Le Vice-Premier Ministre, Ministre de la Défense nationale et des Anciens combattants, Guy Kabombo, a fait part au gouvernement de la situation opérationnelle et sécuritaire dans les provinces du Nord-Kivu et du Sud-Kivu, dans l’est de la République Démocratique du Congo. Dans sa note d’information présentée lors de la 85ᵉ réunion du Conseil des ministres, tenue vendredi 3 avril 2026, il a tenu à préciser que les Forces armées de la République démocratique du Congo (FARDC) restent en alerte et déterminées à défendre leurs positions ainsi que les populations contre la coalition d’agression représentée par l’armée rwandaise et la rébellion de l’AFC/M23.

"Dans le territoire de Walikale, au Nord-Kivu, les FARDC s’activent pour la mise en œuvre des engagements convenus à Washington concernant la question des  Forces démocratiques de libération du Rwanda ( français : Forces démocratiques de libération du Rwanda , FDLR)"a-t-il fait savoir dans le compte rendu de la réunion lu par le porte-parole du gouvernement. 
 

Dans la province de l’Ituri, le Vice-Premier Ministre, Ministre de la Défense nationale et des Anciens combattants, est également revenu sur l’incident évoqué par son collègue de l’Intérieur, notamment l’attaque des ADF dans le territoire de Mambasa, ayant causé la mort de plus de 40 personnes ainsi que d’importants dégâts matériels. Il a tenu à préciser que les Forces armées de la République démocratique du Congo s’emploient à absorber cette violence et à proscrire toute forme de déplacement de populations, afin d’assurer leur sécurité dans leurs milieux de vie.

Dans le territoire de Djugu, a-t-il poursuivi, outre la découverte d’une troisième cache d’armes appartenant à la coalition CRP-Zaïre et la reddition de quatorze de ses éléments, des signes jugés positifs, les FARDC poursuivent la traque des éléments résiduels responsables d’attaques contre les populations civiles et d’embuscades.

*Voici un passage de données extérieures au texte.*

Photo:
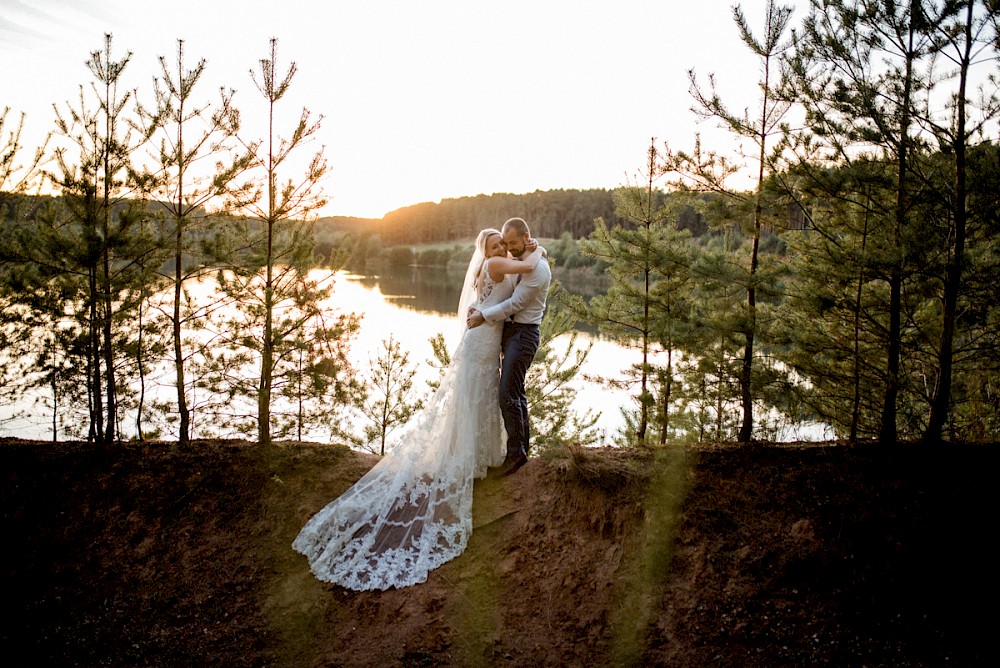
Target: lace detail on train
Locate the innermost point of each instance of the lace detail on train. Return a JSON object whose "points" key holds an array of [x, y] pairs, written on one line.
{"points": [[412, 511]]}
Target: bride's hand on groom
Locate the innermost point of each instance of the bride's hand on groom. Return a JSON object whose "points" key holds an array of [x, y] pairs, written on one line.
{"points": [[531, 244]]}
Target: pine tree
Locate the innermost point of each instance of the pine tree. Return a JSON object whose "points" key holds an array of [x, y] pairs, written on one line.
{"points": [[96, 178], [861, 72], [386, 398], [709, 172], [638, 256], [268, 256], [190, 134]]}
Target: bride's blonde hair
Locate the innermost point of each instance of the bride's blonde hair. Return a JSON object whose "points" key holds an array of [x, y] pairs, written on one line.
{"points": [[484, 235]]}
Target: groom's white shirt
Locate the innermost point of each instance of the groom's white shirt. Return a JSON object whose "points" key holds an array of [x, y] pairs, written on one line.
{"points": [[527, 304]]}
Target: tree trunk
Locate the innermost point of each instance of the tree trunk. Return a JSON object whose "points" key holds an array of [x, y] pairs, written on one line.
{"points": [[953, 278]]}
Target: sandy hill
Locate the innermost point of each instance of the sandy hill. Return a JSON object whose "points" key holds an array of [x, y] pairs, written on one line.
{"points": [[761, 555]]}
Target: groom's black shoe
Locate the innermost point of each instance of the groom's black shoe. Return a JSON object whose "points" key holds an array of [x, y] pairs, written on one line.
{"points": [[511, 464]]}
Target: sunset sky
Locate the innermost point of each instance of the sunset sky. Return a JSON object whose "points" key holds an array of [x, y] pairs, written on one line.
{"points": [[421, 99]]}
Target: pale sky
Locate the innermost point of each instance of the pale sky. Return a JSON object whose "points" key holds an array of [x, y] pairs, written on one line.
{"points": [[421, 99]]}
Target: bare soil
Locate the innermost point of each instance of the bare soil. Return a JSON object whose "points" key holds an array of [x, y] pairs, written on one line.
{"points": [[761, 555]]}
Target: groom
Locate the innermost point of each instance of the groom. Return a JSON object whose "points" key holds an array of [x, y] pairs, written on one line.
{"points": [[522, 315]]}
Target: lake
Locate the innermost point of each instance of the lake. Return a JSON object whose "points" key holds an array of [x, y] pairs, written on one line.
{"points": [[413, 304]]}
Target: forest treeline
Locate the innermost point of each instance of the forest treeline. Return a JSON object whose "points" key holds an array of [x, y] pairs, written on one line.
{"points": [[853, 283]]}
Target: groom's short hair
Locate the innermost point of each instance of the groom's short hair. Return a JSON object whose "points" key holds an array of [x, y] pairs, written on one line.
{"points": [[517, 224]]}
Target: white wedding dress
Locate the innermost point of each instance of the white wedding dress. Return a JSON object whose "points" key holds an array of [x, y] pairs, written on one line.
{"points": [[412, 511]]}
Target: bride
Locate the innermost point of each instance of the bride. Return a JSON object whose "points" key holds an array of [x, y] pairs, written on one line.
{"points": [[412, 511]]}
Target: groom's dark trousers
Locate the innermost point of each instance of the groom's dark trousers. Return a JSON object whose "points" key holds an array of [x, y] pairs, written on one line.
{"points": [[519, 344]]}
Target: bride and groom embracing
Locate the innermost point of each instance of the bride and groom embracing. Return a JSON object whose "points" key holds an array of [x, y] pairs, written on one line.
{"points": [[412, 511]]}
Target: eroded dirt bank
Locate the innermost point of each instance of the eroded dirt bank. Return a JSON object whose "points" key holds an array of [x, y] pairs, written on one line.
{"points": [[757, 555]]}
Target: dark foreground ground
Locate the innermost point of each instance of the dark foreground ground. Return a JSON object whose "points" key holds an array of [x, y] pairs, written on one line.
{"points": [[726, 556]]}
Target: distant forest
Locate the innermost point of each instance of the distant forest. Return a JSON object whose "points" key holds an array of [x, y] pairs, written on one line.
{"points": [[549, 213]]}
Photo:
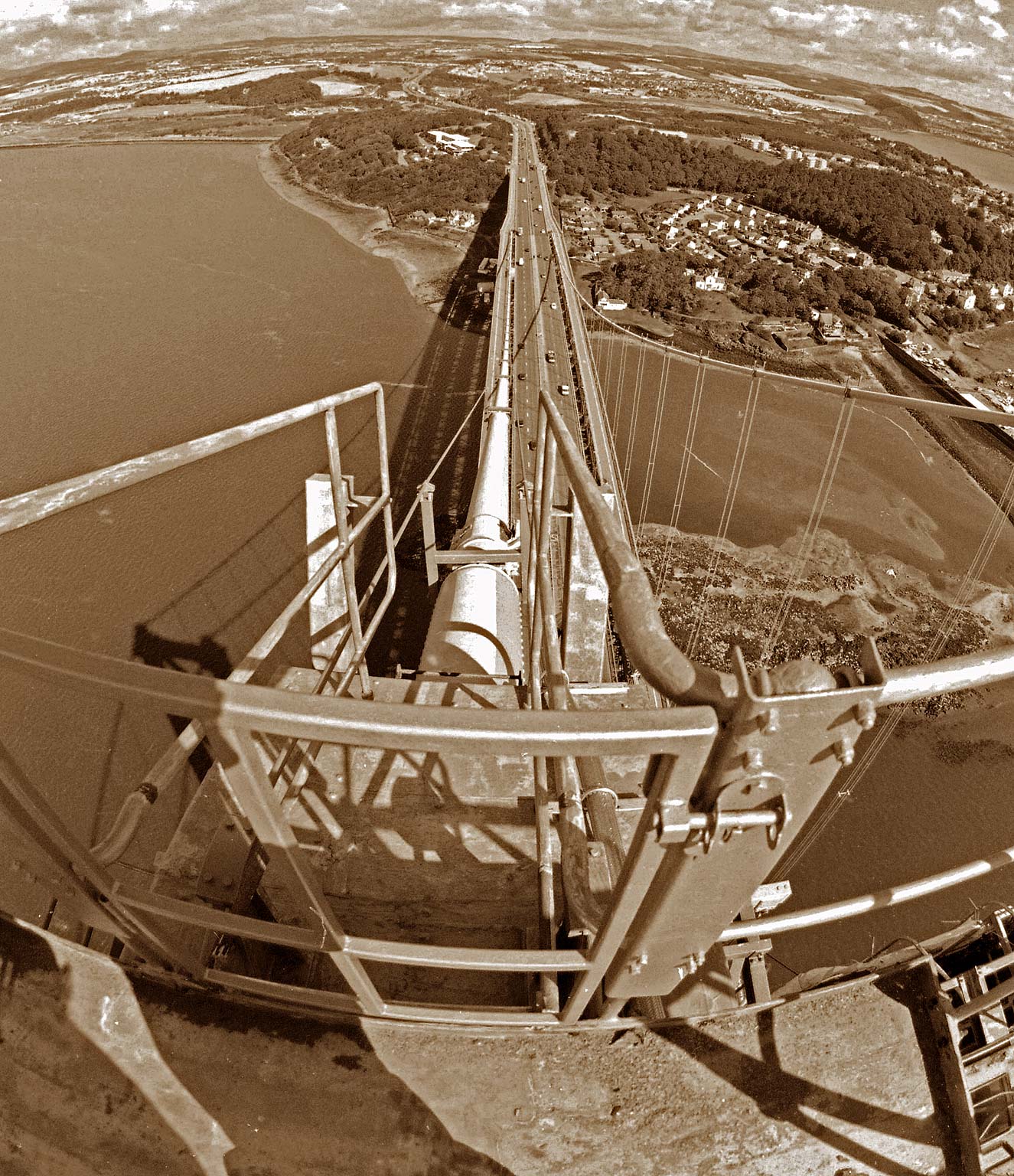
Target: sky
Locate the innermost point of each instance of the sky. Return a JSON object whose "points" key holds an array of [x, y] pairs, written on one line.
{"points": [[960, 48]]}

Dans le Haut-Katanga, le ministre de tutelle, cité par le porte-parole du gouvernement, a révélé que le chef d’état-major général des FARDC a lancé une opération visant la neutralisation des insurgés. Sur le même volet sécuritaire, le ministre délégué chargé des Anciens combattants a présenté la situation dans les périphéries de la ville-province de Kinshasa ainsi que dans la province du Maï-Ndombe, notamment dans le cadre des opérations menées contre les Mobondo.

Cette note d’information du Vice-Premier Ministre, Ministre de la Défense nationale et des Anciens combattants, démontre une fois de plus la précarité et le niveau de détérioration de la situation sécuritaire et humanitaire dans l’est de la République Démocratique du Congo, en dépit des initiatives diplomatiques en cours pour régler les tensions sécuritaires entre Kinshasa et Kigali, ainsi qu’entre Kinshasa et la rébellion de l’AFC/M23.

A cette situation s’ajoute l’activisme des Forces démocratiques alliées (ADF). Parmi tous les groupes armés sévissant à l’est de la République démocratique du Congo, ils figurent parmi les plus meurtriers de ces dernières années. D’origine ougandaise et affiliés à l’organisation État islamique, ces djihadistes, qui mènent des attaques contre des civils, continuent de sévir de la RDC jusqu’en Ouganda, malgré l’action conjointe des forces armées des deux pays.